Victorian socialists make plans

February 29, 2008

The Socialist Alliance held a Victorian state conference in Melbourne on February 3. Around 80 members and supporters discussed how to meet the challenge of global warming and continue the struggle to overturn all anti-union laws, including the much-hated Work Choices legislation, many aspects of which the new federal Labor government plans to retain.

A conference panel on environment issues featured ecologist and anthropologist Hans Baer, Neil Blake from the Port Phillip Eco-Centre and a member of the Blue Wedges anti-dredging coalition, Shaun Murray from Friends of the Earth, and Ben Courtice, a Socialist Alliance union and environmental activist.

Speakers addressed the role of capitalism in creating climate change, the disastrous impact that dredging would have on Port Phillip Bay and the need to build broad, cross-sectoral movements to tackle climate change. Making World Environment Day an important national day of protest was also discussed.

A very passionate debate ensued on how to win over the union movement to support environmental causes, sparked by Victorian Trades Hall Council and the Maritime Union of Australia's support for the dredging of Port Phillip Bay. Blake pointed out that he and other members of the Blue Wedges coalition had spent many hours on the picket line in support of the MUA in 1998 when the MUA was under attack from the Howard government. Socialist Alliance members have committed themselves to campaigning for their unions to take a public position against the dredging.

The conference also included a trade union panel, featuring Tim Gooden, Geelong Trades Hall Council secretary and a member of the Socialist Alliance; Steve Dargavel, state secretary of the Australian Manufacturing Workers Union; Michele O'Neil, the Textile Clothing and Footwear Union's state secretary; and Ralph Edwards, Victorian president of the Construction, Forestry, Mining and Energy Union. Chris Cain, the state secretary of the MUA in Western Australian, and WA MUA organiser Ian Bray also attended the conference.
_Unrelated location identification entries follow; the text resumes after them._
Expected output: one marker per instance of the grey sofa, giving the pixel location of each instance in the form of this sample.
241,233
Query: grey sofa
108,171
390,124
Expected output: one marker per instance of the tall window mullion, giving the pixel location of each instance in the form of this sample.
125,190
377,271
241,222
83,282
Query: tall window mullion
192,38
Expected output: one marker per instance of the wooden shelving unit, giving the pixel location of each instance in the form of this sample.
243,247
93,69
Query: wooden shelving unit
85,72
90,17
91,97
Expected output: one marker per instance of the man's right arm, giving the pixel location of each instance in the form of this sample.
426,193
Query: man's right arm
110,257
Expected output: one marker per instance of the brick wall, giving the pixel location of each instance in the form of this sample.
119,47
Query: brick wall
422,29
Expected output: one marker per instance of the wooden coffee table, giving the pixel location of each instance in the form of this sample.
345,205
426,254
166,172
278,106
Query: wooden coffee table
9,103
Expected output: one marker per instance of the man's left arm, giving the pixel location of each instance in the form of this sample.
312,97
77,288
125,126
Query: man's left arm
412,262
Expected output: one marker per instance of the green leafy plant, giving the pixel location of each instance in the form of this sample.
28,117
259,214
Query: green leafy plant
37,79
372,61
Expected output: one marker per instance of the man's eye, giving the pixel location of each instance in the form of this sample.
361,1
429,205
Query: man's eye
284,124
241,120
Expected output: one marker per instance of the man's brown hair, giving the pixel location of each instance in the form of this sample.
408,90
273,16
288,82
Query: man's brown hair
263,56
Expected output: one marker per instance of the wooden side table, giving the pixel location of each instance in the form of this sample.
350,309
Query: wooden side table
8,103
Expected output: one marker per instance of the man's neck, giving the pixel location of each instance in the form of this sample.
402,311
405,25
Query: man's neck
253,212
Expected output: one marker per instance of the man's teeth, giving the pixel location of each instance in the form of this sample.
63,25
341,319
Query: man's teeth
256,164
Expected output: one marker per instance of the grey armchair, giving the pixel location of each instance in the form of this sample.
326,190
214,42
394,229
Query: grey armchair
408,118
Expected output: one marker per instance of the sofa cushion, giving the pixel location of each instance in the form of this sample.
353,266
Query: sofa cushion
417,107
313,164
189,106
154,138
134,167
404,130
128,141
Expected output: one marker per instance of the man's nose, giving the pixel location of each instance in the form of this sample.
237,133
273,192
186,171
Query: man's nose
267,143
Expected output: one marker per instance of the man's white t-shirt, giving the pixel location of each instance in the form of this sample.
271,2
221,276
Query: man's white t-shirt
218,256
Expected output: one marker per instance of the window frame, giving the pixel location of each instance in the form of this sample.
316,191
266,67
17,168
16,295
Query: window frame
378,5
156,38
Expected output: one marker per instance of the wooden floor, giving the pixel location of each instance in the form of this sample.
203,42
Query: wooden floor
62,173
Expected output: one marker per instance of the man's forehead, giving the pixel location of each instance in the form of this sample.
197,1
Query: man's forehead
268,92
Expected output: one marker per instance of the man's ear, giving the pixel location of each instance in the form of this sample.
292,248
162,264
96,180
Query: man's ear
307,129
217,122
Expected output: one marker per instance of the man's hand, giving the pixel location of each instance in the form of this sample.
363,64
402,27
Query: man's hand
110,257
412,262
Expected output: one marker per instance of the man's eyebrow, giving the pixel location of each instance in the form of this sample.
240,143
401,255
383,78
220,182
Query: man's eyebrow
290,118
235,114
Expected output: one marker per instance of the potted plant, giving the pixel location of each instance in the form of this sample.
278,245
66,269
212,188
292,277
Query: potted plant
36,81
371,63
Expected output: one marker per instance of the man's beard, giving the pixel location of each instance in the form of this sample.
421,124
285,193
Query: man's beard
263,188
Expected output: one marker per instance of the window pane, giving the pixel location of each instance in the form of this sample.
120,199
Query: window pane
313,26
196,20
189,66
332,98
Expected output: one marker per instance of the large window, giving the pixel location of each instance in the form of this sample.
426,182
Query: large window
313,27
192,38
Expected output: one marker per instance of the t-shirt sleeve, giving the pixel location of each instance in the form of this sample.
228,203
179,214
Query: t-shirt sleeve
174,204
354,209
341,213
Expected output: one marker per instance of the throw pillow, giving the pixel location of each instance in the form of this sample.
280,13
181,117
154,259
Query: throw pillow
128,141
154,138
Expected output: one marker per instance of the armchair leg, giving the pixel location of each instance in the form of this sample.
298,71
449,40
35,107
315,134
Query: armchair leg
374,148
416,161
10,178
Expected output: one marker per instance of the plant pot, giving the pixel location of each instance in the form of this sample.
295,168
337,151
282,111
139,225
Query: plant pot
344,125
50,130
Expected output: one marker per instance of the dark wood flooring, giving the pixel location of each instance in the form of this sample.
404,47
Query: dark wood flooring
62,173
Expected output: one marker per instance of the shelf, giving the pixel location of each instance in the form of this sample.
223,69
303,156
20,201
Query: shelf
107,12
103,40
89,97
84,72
Speakers argued that the new federal government is continuing to undermine the political role of unionism and that urgent campaigns are needed to fight the range of anti-workers laws that the Rudd government has indicated it will retain.

Gooden explained that the government's proposed legislative framework for industrial relations is based on "employee or individual rights" and not "union rights". If the federal government is successful in implementing this policy, he said, it will result in the curbing union power, possibly to the extent that the concept of registered unions will be rendered obsolete.
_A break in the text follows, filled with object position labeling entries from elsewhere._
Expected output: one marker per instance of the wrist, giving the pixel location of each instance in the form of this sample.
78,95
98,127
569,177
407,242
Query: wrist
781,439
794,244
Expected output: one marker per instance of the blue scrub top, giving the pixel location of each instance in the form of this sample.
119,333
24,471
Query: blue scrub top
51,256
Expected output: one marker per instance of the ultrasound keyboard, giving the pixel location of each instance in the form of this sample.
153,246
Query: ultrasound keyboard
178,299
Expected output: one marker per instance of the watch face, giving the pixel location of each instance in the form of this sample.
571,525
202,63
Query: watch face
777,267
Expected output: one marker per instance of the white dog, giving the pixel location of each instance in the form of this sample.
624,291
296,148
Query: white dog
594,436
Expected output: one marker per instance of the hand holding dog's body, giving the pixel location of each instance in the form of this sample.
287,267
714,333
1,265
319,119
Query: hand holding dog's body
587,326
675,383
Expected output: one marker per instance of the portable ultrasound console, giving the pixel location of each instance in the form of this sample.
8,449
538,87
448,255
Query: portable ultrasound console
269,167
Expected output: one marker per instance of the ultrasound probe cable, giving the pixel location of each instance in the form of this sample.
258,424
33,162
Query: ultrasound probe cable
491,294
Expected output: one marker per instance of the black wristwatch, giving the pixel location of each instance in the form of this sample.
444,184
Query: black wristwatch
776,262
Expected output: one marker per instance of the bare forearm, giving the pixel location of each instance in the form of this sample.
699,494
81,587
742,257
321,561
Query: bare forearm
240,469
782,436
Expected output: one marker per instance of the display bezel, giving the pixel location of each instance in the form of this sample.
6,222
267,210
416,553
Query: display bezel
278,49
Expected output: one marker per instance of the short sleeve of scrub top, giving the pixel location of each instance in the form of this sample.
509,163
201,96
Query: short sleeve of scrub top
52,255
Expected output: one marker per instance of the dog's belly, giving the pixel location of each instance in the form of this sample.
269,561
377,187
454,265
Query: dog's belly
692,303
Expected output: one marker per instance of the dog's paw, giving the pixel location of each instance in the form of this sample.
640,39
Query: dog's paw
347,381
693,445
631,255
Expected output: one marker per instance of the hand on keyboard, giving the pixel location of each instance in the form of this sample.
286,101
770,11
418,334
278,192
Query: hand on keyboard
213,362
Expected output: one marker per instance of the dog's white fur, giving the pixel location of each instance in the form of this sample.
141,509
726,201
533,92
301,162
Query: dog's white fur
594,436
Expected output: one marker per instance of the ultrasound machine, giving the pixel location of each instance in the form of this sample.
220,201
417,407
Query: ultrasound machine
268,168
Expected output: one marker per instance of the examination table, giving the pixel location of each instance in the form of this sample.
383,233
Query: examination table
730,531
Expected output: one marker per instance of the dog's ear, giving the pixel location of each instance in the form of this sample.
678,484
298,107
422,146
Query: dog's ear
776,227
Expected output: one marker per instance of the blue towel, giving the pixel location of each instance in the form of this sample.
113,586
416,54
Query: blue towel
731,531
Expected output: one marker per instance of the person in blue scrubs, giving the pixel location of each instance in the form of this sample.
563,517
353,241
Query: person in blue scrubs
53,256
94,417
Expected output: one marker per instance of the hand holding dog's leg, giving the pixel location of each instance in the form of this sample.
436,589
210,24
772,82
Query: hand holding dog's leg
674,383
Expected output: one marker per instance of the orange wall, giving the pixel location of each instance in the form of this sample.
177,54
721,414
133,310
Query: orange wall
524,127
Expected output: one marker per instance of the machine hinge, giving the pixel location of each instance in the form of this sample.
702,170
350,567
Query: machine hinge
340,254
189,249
Dargavel called for industry-wide bargaining ("pattern bargaining") instead of enterprise (workplace-based) bargaining, pointing out that the enterprise bargaining system breaks down union members' consciousness of solidarity. He said that a union's strength is across an industry, not just in a single factory or workplace.
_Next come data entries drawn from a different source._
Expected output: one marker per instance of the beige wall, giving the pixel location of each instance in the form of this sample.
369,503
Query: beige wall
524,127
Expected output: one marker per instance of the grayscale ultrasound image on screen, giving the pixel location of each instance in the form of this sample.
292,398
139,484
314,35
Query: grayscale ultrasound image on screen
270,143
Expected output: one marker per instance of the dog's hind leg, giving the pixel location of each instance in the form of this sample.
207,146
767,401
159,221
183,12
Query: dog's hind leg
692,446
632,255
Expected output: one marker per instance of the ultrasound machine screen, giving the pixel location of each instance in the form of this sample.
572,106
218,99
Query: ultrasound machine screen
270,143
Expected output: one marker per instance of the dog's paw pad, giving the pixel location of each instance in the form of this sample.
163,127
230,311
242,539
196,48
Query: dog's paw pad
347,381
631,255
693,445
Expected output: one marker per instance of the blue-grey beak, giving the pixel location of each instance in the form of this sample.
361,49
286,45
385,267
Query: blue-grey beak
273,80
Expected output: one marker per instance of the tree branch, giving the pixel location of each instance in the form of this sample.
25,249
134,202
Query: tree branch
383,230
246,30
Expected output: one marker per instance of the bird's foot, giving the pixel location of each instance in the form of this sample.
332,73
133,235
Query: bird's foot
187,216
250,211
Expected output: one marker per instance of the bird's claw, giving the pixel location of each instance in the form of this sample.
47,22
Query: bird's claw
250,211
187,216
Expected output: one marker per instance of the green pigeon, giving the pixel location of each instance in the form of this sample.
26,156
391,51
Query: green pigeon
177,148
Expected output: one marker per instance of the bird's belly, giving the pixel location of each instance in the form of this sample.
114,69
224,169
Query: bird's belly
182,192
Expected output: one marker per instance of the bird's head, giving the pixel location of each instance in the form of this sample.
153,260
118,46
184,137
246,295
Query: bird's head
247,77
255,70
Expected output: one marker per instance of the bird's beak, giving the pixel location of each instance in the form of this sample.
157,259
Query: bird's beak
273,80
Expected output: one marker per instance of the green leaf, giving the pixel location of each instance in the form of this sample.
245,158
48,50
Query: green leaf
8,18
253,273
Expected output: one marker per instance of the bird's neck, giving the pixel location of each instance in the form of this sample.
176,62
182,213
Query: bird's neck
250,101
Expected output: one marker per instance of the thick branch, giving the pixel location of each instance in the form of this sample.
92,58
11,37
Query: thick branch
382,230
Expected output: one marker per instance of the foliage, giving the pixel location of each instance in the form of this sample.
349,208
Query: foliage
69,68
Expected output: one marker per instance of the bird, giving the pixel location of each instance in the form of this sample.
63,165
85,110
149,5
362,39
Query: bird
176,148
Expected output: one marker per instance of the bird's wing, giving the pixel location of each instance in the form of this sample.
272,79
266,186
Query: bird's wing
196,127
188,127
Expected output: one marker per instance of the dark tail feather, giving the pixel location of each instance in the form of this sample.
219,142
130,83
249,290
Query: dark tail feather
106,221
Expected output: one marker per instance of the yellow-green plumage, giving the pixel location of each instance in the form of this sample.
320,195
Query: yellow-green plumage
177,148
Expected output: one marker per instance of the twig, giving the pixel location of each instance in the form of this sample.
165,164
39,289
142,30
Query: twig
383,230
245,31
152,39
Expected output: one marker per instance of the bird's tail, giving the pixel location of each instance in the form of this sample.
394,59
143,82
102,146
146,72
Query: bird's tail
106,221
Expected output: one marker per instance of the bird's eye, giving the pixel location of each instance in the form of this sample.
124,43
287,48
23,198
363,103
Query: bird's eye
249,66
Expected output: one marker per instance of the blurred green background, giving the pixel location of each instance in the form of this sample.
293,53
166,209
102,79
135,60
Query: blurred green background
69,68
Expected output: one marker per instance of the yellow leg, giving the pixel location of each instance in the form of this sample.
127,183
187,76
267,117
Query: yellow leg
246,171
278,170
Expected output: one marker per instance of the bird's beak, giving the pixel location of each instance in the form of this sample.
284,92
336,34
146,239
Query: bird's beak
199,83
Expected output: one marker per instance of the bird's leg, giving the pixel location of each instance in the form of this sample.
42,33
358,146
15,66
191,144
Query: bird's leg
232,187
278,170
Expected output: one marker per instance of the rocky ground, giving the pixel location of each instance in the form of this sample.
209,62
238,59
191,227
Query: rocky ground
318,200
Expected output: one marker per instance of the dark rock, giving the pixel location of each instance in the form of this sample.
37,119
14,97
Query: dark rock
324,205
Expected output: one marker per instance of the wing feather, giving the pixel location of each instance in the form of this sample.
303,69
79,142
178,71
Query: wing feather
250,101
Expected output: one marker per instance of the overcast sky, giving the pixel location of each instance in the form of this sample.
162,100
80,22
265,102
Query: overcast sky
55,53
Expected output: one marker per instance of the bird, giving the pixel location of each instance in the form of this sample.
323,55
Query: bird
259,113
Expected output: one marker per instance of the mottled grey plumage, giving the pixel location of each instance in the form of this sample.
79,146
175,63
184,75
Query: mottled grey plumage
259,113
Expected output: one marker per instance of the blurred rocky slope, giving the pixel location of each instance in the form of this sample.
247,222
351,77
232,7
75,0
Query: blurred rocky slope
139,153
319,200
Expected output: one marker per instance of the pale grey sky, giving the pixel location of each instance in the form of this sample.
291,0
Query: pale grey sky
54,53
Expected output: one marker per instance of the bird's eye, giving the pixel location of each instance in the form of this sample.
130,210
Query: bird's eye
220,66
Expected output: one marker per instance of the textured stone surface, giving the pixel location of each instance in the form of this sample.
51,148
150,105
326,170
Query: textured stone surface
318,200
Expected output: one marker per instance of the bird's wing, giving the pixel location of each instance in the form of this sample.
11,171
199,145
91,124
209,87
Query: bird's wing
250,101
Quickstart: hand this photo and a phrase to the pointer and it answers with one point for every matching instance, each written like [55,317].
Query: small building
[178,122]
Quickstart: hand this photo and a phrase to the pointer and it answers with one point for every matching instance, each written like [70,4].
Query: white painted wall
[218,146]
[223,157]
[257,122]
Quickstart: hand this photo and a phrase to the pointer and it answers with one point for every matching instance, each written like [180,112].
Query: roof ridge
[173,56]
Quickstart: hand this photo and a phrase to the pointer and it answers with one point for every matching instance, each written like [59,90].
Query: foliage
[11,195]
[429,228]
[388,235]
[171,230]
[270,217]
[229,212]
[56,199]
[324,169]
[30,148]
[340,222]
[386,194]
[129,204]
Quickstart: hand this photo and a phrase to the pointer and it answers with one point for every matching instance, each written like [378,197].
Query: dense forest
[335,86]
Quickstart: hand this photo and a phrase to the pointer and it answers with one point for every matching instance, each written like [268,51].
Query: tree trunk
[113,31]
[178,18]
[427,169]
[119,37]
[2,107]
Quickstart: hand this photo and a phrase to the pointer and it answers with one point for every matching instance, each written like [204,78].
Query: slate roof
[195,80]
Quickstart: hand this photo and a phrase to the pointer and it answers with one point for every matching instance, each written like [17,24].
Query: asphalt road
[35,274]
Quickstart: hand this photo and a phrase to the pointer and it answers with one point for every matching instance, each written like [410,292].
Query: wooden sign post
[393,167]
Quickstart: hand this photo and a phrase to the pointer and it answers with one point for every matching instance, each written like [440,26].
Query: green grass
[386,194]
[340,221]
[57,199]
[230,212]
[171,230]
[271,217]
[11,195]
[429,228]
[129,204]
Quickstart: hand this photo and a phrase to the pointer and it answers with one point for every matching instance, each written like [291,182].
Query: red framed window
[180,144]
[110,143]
Panel participants also highlighted the importance of campaigning for International Labor Organisation convention rights, such as the right to strike, the right for union organisers to enter workplaces and to organise on the job, and the need to get rid of the draconian Australian Building and Construction Commission.

O'Neil strongly emphasized the need for the grassroots "Union Solidarity" group to continue supporting unions.

The conference also assessed the 2007 federal election and Socialist Alliance's general political campaigning work. A resolution session set a basic framework for action in 2008, passing motions on environmental, anti-war, trade union and Indigenous rights work in the coming period.

Members of the alliance voted to oppose the construction of a desalination plant at Wonthaggi, the dredging of Port Phillip Bay and the construction of a pipeline to bring water from the water-starved Goulburn Valley to Melbourne. These projects have been rammed through by Premier John Brumby's state Labor government in the face of community opposition.

The Socialist Alliance resolved to link up with the community campaigns against these projects and do whatever it can to build support for them.

It was also decided that the alliance will participate in local council elections at the end of the year. The conference elected a new state executive and working group conveners, and Sue Bolton was elected as the Socialist Alliance's state convener.